Strong Password: A strong password is a password that is designed to be hard for a person, program or automated process to discover. It is normally constructed of a sequence of characters, numbers, and special characters, depending on the capabilities of the operation system. Typically, the longer the password the stronger it is. Passwords should never include a proper name, dictionary word in any language, or be linked to any personal information such as birthdate, social security number, etc.
System Administrator: Person responsible for the effective operation and maintenance of university information resources, including implementation of standard procedures and controls to enforce University Policy 311, Information Security. Students, faculty, staff members may be the system administrators for their own machines.
T
Technical Support Person: See System Administrator.
U
UNC Charlotte Community: Any staff, faculty, students, associates, affiliates, contractors, volunteers or visitors who use UNC Charlotte facilities and resources.
University Network: The collection of central and outlying data, voice, and other networks that provides direct access to university information resources.

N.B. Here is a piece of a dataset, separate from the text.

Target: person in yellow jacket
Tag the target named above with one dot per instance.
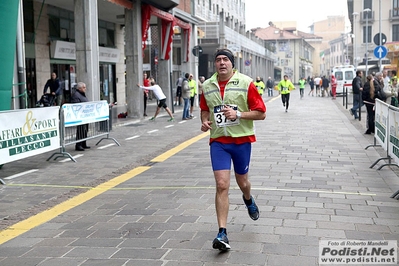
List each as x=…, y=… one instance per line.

University Information Resource: Data in any form and recorded in any manner and computer-related resources operated, owned or leased by the university, including but not limited to:
Networks and network appliances
Computers (servers, workstations and laptops)
Printers
Software and applications
Thumb drives, paper, etc.
Any other computer-related equipment, device or hardware used to access, store, transmit or interface with another university information resource
University-Related Persons: University students and applicants for admission, university employees and applicants for employment, Affiliates, Associates, volunteers, alumni, temporary employees of agencies who are assigned to work for the university, and third party contractors engaged by the University and their agents and employees.
V
VPN or Virtual Private Network: An encrypted communication channel between two computers or networks which is intended to prevent eavesdropping between the endpoints. The university offers a free site-licensed VPN to its employees.
Vulnerability: Any flaw in the software, hardware, or configuration of a computing device that can be used to compromise the security of a university information resource.
Vulnerability Assessment: An audit by a responsible party that is intended to identify potential vulnerabilities in a computer system or network.